Section 487.3707 Definitions; Terms and Conditions of Conversion or Exchange.

MI Comp L § 487.3707 (2019) (N/A)
Copy with citation
Copy as parenthetical citation

Sec. 707.

(1) As used in this section:

(a) “Consolidation agreement” means an agreement entered into among an existing bank or an existing association, a new bank, and new holding company that provides both of the following:

(i) That the existing bank or existing association and the new bank will be consolidated or merged.

(ii) That upon consummation of the consolidation or merger, the shares of capital stock of the existing bank or existing association will be converted into or exchanged for shares of the capital stock or other securities of the new holding company.

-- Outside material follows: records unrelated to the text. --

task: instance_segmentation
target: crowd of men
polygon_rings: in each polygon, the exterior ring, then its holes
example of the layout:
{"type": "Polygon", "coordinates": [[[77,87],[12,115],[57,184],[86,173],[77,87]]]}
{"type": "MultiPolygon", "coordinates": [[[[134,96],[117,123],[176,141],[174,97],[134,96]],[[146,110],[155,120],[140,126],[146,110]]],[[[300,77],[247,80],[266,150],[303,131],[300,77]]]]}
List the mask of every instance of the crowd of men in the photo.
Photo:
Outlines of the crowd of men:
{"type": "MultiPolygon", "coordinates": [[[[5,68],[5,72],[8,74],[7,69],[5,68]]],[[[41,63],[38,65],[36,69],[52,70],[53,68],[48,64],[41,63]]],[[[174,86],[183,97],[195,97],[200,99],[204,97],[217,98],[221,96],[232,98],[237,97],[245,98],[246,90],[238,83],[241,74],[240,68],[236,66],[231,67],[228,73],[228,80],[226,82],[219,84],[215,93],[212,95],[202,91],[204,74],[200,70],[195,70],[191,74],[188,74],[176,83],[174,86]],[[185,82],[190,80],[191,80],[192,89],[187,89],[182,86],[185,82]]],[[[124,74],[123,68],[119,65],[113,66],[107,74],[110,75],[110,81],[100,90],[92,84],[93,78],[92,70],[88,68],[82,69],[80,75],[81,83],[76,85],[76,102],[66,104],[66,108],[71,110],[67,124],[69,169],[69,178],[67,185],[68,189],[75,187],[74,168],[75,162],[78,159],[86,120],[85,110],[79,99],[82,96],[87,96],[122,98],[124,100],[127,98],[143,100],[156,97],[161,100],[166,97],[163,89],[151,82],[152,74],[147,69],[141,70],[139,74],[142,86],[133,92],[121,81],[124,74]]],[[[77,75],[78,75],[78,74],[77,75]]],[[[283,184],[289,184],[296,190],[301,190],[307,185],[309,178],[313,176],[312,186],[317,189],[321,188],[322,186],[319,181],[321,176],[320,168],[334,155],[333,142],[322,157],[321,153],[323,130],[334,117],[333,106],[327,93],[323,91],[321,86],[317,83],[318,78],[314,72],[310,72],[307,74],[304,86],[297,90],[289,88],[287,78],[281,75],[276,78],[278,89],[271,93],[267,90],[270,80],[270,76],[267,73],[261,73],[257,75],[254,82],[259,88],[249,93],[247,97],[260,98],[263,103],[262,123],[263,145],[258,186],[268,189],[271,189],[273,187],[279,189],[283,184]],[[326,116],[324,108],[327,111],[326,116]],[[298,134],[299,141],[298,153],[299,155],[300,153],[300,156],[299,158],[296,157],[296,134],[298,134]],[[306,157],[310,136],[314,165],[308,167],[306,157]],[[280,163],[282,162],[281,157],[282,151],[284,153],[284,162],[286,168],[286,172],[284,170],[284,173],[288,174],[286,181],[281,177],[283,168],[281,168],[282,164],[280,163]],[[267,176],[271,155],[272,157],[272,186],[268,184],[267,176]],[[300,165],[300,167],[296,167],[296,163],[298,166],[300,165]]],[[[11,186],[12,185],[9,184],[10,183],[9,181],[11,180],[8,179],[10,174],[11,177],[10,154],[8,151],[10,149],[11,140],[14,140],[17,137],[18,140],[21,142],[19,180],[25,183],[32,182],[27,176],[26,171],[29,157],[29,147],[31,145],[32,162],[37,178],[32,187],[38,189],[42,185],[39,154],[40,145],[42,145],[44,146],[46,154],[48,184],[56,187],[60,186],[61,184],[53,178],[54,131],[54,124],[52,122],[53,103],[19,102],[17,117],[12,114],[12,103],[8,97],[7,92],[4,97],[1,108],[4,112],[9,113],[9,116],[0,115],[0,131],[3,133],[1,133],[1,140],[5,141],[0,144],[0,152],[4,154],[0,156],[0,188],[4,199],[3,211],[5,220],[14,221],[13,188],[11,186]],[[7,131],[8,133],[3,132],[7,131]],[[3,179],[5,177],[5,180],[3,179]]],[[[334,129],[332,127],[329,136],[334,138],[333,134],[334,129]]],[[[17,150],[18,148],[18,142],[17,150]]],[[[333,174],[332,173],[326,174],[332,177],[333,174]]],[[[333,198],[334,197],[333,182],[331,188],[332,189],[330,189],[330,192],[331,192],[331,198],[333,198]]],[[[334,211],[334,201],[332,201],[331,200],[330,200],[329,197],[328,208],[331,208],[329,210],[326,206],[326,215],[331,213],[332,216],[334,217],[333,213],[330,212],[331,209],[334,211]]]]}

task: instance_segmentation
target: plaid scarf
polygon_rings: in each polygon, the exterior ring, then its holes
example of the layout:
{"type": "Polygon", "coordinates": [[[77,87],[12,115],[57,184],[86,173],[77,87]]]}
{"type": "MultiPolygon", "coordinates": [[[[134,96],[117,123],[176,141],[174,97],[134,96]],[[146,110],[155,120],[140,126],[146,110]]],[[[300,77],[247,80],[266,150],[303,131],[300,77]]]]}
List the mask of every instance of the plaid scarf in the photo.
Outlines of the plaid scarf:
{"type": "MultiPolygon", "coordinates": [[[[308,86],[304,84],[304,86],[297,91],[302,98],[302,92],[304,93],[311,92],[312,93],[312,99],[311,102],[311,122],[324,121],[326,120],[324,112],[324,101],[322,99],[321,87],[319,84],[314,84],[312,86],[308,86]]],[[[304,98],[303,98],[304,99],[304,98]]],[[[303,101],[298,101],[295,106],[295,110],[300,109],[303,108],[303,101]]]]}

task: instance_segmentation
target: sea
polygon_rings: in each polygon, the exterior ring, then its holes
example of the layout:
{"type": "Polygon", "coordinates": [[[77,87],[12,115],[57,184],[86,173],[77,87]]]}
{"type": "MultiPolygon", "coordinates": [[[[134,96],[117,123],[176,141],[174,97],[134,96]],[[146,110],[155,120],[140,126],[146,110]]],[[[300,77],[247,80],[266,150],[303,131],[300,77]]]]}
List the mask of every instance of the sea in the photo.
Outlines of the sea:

(b) “Existing association” means a stock association that is a party to a consolidation agreement and is engaged in the savings and loan business prior to the consolidation or merger provided for in the consolidation agreement.

(c) “Existing bank” means a savings bank, national banking association, or state chartered bank that is a party to a consolidation agreement and is engaged in the business of banking prior to the consolidation or merger provided for in the consolidation agreement.

(d) “New bank” means a savings bank that is a party to a consolidation agreement and is not engaged in the business of banking prior to the consummation of the consolidation or merger provided for in the consolidation agreement.

(e) “New holding company” means a corporation that is not a savings bank, association, or national banking association and as to which all of the following apply:

(i) The corporation is a party to a consolidation agreement.

(ii) Prior to its acquisition of an existing bank or existing association under the consolidation agreement, the corporation does not have control of a bank, an association, or national banking association and has not transacted any business except business incidental to its organization and to the entering into, and performance of, the consolidation agreement.

(iii) Upon consummation of the consolidation or merger provided for in the consolidation agreement, the corporation will become a bank holding company.

(iv) Immediately after its acquisition of an existing bank or existing association pursuant to the consolidation agreement, the corporation will not have control of more than 1 savings bank.

(v) Prior to the acquisition of an existing bank or existing association under the consolidation agreement, the corporation is not, and immediately after acquisition of control of the existing bank or existing association will not be, controlled by a bank holding company.

(f) “Control” means control as defined in section 2 of the bank holding company act of 1956, 12 U.S.C. 1841.

(2) A new holding company may apply to the commissioner for approval of the terms and conditions of the issuance of the shares or other securities of the new holding company into which the shares of an existing bank or existing association are to be converted, or for which the shares of the existing bank or existing association are to be exchanged, under a consolidation agreement, and for approval of the terms and conditions of the conversion or exchange. The application for approval shall be in a form, contain information, and be accompanied by documents as shall be required by the commissioner. Within 30 days after the application is filed, the commissioner shall conduct a hearing upon the fairness of the terms and conditions at which all persons to whom it is proposed to issue the securities in the conversion or exchange shall have the right to appear. Within 20 days after the hearing, the commissioner shall either approve or disapprove the terms and conditions of the issuance and of the conversion or exchange. This subsection shall not be construed to require a new holding company to apply for or obtain the approval of the commissioner of the terms and conditions of the issuance and conversion or exchange of securities provided for in a consolidation agreement or to make unlawful any transaction that is lawful without regard to this subsection.